Francesco Bonizzi
Francesco Bonizzi

Reputation: 5302

Extend rand() max range

I created a test application that generates 10k random numbers in a range from 0 to 250 000. Then I calculated MAX and min values and noticed that the MAX value is always around 32k...

Do you have any idea how to extend the possible range? I need a range with MAX value around 250 000!

Upvotes: 5

Views: 18640

Answers (5)

Kerrek SB
Kerrek SB

Reputation: 477434

Scale your numbers up by N / RAND_MAX, where N is your desired maximum. If the numbers fit, you can do something like this:

unsigned long long int r = rand() * N / RAND_MAX;

Obviously if the initial part overflows you can't do this, but with N = 250000 you should be fine. RAND_MAX is 32K on many popular platforms.

More generally, to get a random number uniformly in the interval [A, B], use:

A + rand() * (B - A) / RAND_MAX;

Of course you should probably use the proper C++-style <random> library; search this site for many similar questions explaining how to use it.


Edit: In the hope of preventing an escalation of comments, here's yet another copy/paste of the Proper C++ solution for truly uniform distribution on an interval [A, B]:

#include <random>

typedef std::mt19937 rng_type;
typedef unsigned long int int_type;  // anything you like

std::uniform_int_distribution<int_type> udist(A, B);
rng_type rng;

int main()
{
    // seed rng first:
    rng_type::result_type const seedval = get_seed();
    rng.seed(seedval);

    int_type random_number = udist(rng);
    // use random_number
}

Don't forget to seend the RNG! If you store the seed value, you can replay the same random sequence later on.

Upvotes: 0

0-0
0-0

Reputation: 482

Are you using short ints? If so, you will see 32,767 as your max number because anything larger will overflow the short int.

Upvotes: 0

Heinzi
Heinzi

Reputation: 6091

This is according to the definition of rand(), see:

http://cplusplus.com/reference/clibrary/cstdlib/rand/

http://cplusplus.com/reference/clibrary/cstdlib/RAND_MAX/

If you need larger random numbers, you can use an external library (for example http://www.boost.org/doc/libs/1_49_0/doc/html/boost_random.html) or calculate large random numbers out of multiple small random numbers by yourself.

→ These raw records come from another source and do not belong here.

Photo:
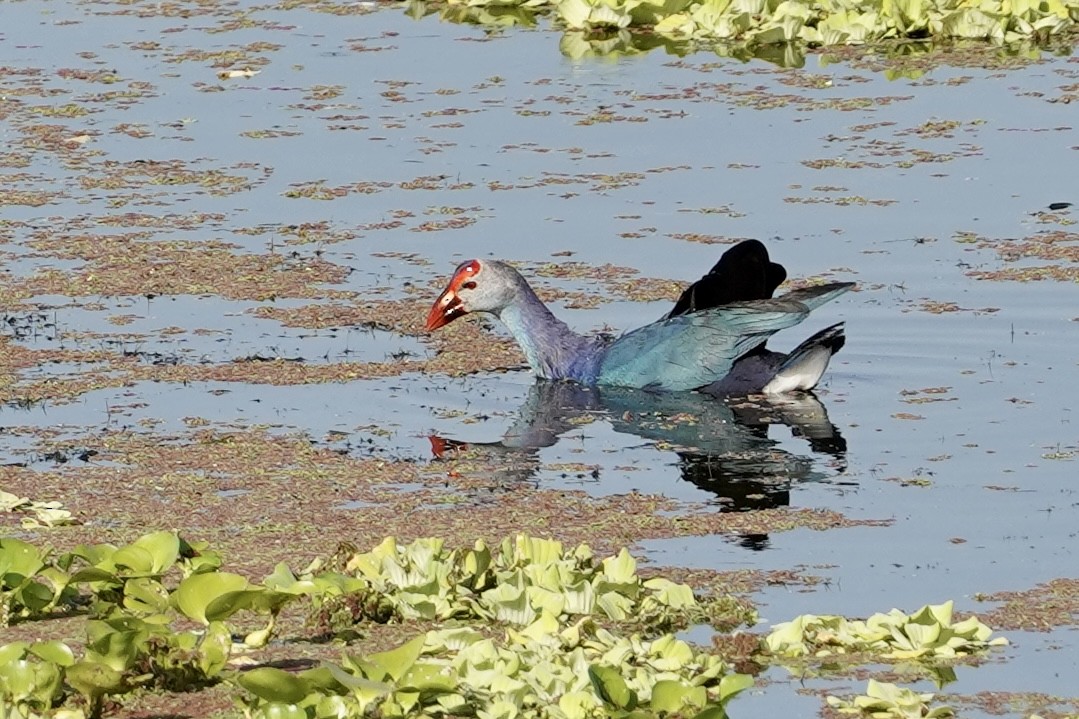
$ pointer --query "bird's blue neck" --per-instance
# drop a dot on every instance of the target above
(552, 350)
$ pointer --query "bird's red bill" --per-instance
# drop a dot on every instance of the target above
(446, 309)
(449, 307)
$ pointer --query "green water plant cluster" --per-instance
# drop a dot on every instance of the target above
(161, 613)
(928, 633)
(517, 582)
(761, 23)
(885, 701)
(35, 513)
(154, 610)
(527, 628)
(544, 670)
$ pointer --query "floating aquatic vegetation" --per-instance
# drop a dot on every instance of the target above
(928, 633)
(517, 583)
(886, 701)
(540, 672)
(39, 514)
(602, 26)
(138, 634)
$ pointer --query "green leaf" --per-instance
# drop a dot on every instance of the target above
(53, 651)
(197, 592)
(94, 679)
(608, 682)
(273, 684)
(397, 662)
(18, 558)
(675, 696)
(150, 555)
(145, 595)
(734, 683)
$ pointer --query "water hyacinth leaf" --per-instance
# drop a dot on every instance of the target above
(454, 639)
(609, 683)
(150, 554)
(273, 684)
(499, 709)
(282, 710)
(214, 649)
(195, 593)
(364, 690)
(930, 614)
(543, 629)
(652, 12)
(428, 679)
(17, 681)
(533, 551)
(973, 24)
(622, 568)
(255, 598)
(117, 642)
(145, 595)
(671, 695)
(667, 653)
(14, 651)
(578, 705)
(94, 574)
(547, 601)
(94, 679)
(18, 559)
(396, 663)
(509, 604)
(53, 651)
(579, 598)
(734, 683)
(672, 594)
(614, 605)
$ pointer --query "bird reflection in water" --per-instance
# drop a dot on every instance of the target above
(723, 446)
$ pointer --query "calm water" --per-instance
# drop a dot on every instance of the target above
(616, 161)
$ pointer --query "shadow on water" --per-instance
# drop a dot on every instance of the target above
(723, 447)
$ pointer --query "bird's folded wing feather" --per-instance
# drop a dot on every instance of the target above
(693, 350)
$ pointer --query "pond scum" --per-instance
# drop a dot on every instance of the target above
(526, 628)
(734, 27)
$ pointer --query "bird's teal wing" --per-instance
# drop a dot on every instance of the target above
(693, 350)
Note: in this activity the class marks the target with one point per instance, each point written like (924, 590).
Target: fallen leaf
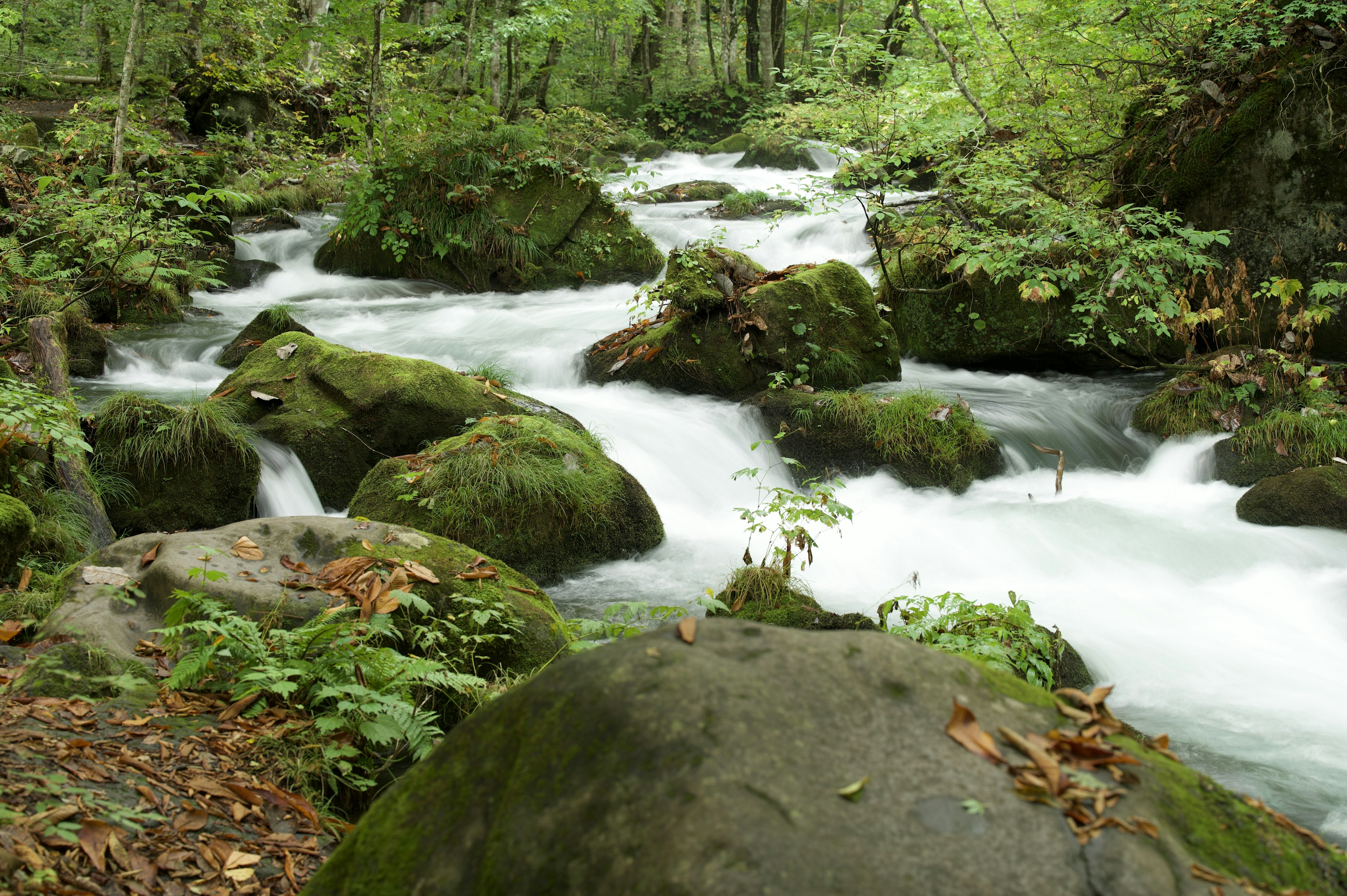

But pay attention to the distribution you want to get. If you just sum up the small random numbers, the result will not be equally distributed.

If you just scale one small random number by a constant factor, there will be gaps between the possible values.

Taking the product of random numbers also doesn't work.

A possible solution is the following:

1) Take two random numbers a,b
2) Calculate a*(RAND_MAX+1)+b

So you get equally distributed random values up to (RAND_MAX+1)^2-1

Upvotes: 10

Stefan Marinov
Stefan Marinov

Reputation: 581

You can just manipulate your number bitwise by generating smaller random numbers.

For instance, if you need a 32-bit random number:

int32 x = 0;
for (int i = 0; i < 4; ++i) { // 4 == 32/8
   int8 tmp = 8bit_random_number_generator();
   x <<= 8*i; x |= tmp;
}

If you don't need good randomness in your numbers, you can just use rand() & 0xff for the 8-bit random number generator. Otherwise, something better will be necessary.

Upvotes: 1

James Kanze
James Kanze

Reputation: 154007

Presumably, you also want an equal distribution over this extended range. About the only way you can effectively do this is to generate a sequence of smaller numbers, and scale them as if you were working in a different base. For example, for 250000, you might 4 random numbers in the range [0,10) and one in range [0,25), along the lines:

int
random250000()
{
    return randomInt(10) + 10 * randomInt(10)
        + 100 * randomInt(10) + 1000 * randomInt(10)
        + 10000 * randomInt(25);
}

For this to work, your random number generator must be good; many implementations of rand() aren't (or at least weren't—I've not verified the situation recently). You'll also want to eliminate the bias you get when you map RAND_MAX + 1 different values into 10 or 25 different values. Unless RAND_MAX + 1 is an exact multiple of 10 and 25 (e.g. is an exact multiple of 50), you'll need something like:

int
randomInt( int upperLimit )
{
    int const limit = (RAND_MAX + 1) - (RAND_MAX + 1) % upperLimit;
    int result = rand();
    while ( result >= limit ) {
        result = rand();
    return result % upperLimit;
}

(Attention when doing this: there are some machines where RAND_MAX + 1 will overflow; if portability is an issue, you'll need to take additional precautions.)

All of this, of course, supposes a good quality generator, which is far from a given.